Credit card companies charge about 2 percent to 3 percent for those transactions, but many religious leaders say the convenience is worth it.

"While there is a cost for using credit cards, there's also a reduction in the time it takes to process things by hand," says Martha Knight, director of stewardship at the Baltimore-Washington Conference of the United Methodist Church. "We hope that will reduce their administrative tasks at the local church so they can spend more time in ministry."

Churches need to become more comfortable with the way society is changing, Knight says. "If you're not ready to move that way with the population, then you quickly become out of step with parishioners."

Companies that help facilitate electronic church donations are even finding ways to relieve the peer pressure that comes with the weekly collection basket. Zech has consulted for one company, ParishPay, which gives its customers coupons to toss into the collection basket. And Zech says some envelope suppliers print a check box on theirs to indicate an electronic gift.

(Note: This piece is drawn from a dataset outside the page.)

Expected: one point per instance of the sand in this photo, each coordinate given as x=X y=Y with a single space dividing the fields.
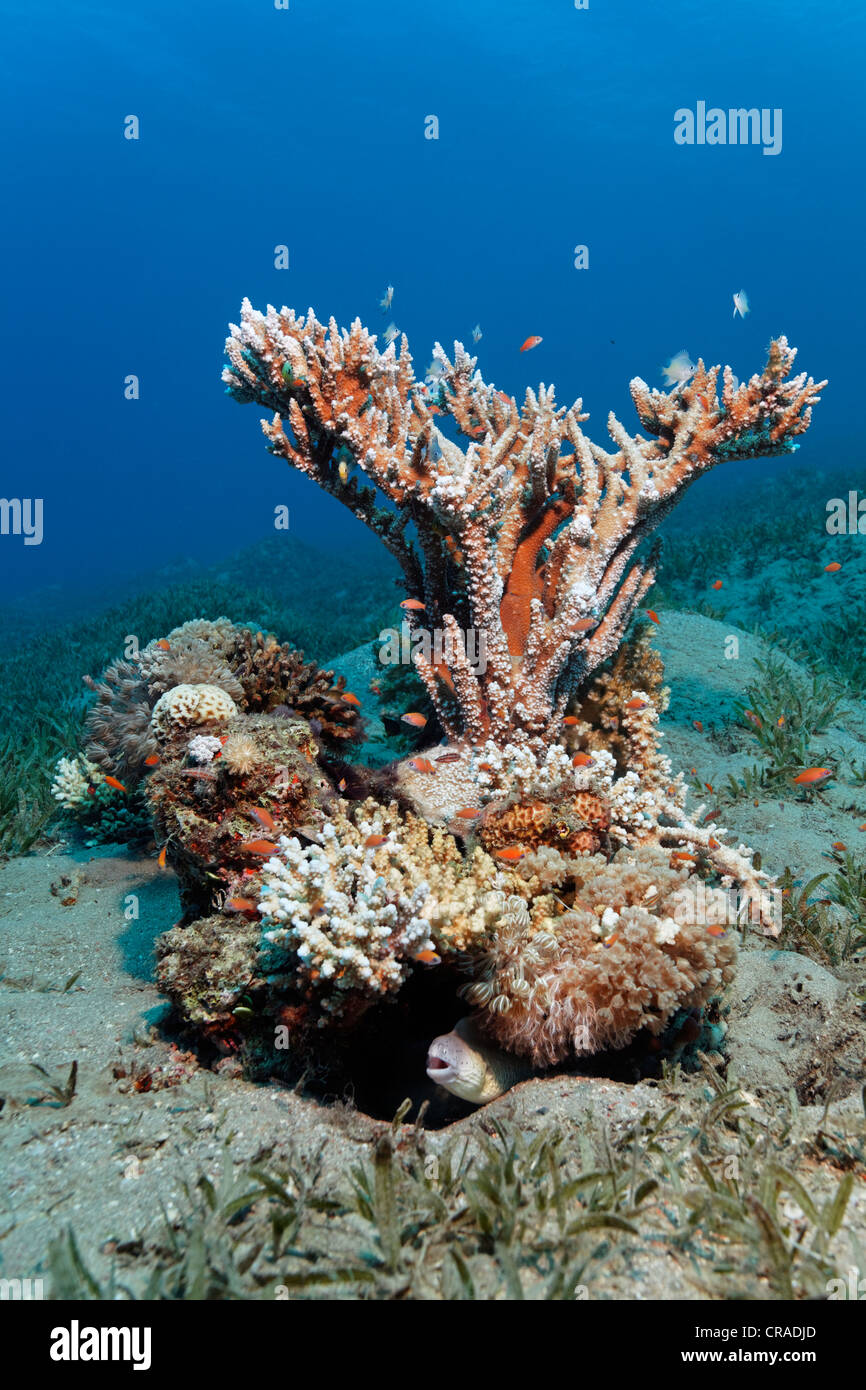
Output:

Not all religious leaders are comfortable about electronic donations, worried that their members might be going into credit card debt to make contributions. "For many parishioners it does not 'feel right' to use a credit card, possibly incurring debt, for church donations," wrote Ellen Chatard, director of development and communications for the Episcopal Diocese of Maryland, in an e-mail.

"I am a proponent of less credit," says Brown of Shiloh Baptist.

"We all recognize within our society the temptation is to overuse and abuse credit," he says. "We find that it would not be consistent in trying to empower people and get them out of poverty and struggling Friday to Friday" to encourage them to pay with something they don't have.

liz.kay@baltsun.com

Keeping record

According to the Internal Revenue Service, if you plan to itemize monetary contributions to a religious or charitable organization when you file your taxes next year, you'll need to keep one of the following:

Bank or credit union statements that state the name of the charity, the amount paid and the date of the gift.

Credit card statements that show the nonprofit's name and the posting date of the transaction.

A pay stub, W-2 form or other document indicating the total amount withheld through automatic payroll deductions, along with a pledge card for the organization.

A written letter or e-mail from the charity with its name, the date of each contribution and the amount of each.

The IRS states that for most taxpayers who file on a calendar-year basis, these changes apply to all donations made after Jan. 1, 2007.

The IRS still requires acknowledgment of individual gifts of $250 or more as in previous years, but one letter that details all gifts will suffice.